A ketone has the molecular formula C5H10O. Write the structural formulae of the isomers to show positional isomerism?

1 Answer

A ketone has one double bonded oxygen atom, but not at the end of a (sub) chain (or it would be an aldehyde).

Explanation:

Step 1:
Make a straight chain of #C#'s. You can place the #=O# at the second or third #C# (number 1 and 5 are not allowed, and 4 would be the same as two). Of course, you fill the rest of the valencies with #H# atoms.
Step 2:
Make a chain of 4 #C#'s and put a branch-#C# at number 3.
Number 3 has but one valence left, so the #=O# goes to number two (again the other ones are end-#C#'s so not allowed).

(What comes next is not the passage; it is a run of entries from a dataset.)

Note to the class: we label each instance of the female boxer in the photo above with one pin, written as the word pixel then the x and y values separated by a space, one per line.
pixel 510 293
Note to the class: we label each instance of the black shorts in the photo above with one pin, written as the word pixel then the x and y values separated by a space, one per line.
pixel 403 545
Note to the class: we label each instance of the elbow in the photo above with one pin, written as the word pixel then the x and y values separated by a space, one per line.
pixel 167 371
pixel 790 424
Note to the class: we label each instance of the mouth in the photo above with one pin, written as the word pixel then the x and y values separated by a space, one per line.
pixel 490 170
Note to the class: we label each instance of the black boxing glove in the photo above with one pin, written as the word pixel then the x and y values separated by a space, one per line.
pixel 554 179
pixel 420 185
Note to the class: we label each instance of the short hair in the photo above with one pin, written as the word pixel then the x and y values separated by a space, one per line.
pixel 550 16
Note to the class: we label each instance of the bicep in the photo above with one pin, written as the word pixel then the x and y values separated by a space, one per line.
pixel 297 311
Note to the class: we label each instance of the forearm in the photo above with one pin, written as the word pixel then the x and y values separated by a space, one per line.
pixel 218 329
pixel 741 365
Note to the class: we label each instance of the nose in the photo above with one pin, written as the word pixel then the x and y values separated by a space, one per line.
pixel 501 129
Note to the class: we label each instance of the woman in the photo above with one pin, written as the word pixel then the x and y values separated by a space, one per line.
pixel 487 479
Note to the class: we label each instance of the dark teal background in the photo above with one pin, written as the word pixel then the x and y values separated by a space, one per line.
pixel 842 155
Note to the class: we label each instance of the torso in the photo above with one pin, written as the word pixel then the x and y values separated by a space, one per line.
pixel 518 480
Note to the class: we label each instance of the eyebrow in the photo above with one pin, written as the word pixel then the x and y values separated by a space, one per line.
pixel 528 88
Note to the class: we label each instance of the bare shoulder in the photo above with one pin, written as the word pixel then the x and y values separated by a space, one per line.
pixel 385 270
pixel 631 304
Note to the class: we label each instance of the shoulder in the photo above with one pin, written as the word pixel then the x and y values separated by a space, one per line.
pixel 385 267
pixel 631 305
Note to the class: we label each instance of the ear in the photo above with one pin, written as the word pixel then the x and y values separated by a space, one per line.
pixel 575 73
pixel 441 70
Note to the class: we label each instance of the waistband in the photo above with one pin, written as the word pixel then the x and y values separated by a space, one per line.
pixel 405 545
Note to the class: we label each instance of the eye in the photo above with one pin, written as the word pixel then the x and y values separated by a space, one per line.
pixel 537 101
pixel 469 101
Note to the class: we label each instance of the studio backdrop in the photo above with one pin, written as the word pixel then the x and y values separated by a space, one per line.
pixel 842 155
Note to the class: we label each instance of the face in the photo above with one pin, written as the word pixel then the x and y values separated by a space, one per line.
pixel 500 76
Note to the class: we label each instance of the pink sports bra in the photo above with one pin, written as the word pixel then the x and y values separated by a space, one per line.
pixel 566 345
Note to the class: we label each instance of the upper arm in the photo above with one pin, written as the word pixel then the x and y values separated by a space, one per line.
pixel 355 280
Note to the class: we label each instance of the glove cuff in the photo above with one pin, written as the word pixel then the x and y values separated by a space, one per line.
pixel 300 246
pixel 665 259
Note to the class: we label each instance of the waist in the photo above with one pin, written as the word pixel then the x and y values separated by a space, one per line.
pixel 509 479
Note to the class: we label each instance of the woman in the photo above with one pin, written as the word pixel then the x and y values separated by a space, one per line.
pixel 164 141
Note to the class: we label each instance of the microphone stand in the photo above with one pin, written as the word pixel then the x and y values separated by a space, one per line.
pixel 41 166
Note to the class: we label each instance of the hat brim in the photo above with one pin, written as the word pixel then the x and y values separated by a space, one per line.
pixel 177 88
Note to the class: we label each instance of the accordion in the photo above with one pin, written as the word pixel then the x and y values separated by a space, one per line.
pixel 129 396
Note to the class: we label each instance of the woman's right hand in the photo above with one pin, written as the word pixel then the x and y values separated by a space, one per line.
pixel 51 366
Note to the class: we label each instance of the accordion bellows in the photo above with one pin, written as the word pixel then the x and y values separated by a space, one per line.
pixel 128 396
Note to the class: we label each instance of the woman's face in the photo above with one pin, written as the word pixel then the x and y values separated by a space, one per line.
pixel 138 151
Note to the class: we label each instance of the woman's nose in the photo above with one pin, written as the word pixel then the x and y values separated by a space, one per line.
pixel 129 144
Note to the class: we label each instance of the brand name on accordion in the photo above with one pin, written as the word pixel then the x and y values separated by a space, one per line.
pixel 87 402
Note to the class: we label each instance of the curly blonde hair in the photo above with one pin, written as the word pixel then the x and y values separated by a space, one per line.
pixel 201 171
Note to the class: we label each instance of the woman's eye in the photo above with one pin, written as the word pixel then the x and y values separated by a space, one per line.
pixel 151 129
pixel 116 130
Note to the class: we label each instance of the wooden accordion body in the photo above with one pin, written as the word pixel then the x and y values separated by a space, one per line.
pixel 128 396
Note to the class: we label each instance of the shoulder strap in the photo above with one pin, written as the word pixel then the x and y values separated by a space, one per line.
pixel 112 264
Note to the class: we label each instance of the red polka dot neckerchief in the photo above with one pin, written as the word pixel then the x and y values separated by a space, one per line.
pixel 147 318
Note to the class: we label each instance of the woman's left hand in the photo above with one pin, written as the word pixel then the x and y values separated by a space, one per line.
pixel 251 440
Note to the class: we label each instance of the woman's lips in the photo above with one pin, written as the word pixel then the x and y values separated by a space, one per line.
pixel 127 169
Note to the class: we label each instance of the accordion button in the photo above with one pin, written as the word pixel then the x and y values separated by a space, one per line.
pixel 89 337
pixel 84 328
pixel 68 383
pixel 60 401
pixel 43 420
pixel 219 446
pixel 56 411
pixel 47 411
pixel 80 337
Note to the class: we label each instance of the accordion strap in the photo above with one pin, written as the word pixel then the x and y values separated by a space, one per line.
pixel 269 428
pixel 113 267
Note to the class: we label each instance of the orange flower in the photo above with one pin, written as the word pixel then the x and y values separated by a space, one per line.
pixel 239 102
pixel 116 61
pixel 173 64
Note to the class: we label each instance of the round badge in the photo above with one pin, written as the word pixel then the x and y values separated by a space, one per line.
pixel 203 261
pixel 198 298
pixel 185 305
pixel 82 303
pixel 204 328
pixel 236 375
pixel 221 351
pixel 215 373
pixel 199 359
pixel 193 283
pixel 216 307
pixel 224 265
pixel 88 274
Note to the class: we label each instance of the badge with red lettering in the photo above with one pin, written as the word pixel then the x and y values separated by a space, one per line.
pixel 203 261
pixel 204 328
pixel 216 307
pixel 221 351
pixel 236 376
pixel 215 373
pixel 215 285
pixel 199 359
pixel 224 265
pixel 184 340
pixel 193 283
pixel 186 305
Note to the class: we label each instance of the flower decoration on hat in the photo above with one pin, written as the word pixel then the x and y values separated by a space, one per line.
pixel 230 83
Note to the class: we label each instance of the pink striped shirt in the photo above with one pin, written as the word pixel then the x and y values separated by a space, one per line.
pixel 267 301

So you are left with altogether 3 isomers:

#CH_3-CO-CH_2-CH_2-CH_3#
pentan-2-one (or 2-pentanone)

#CH_3-CH_2-CO-CH_2-CH_3#
pentan-3-one (or 3-pentanone)

#CH_3-CO-CH(CH_3)-CH_3#
3-methylbutan-2-one. Since the places of the #=O# group in relation to the #CH_3-# branch are fixed in relation to each other (i.e. there is only one way), you may leave out the numbers:
methylbutanone.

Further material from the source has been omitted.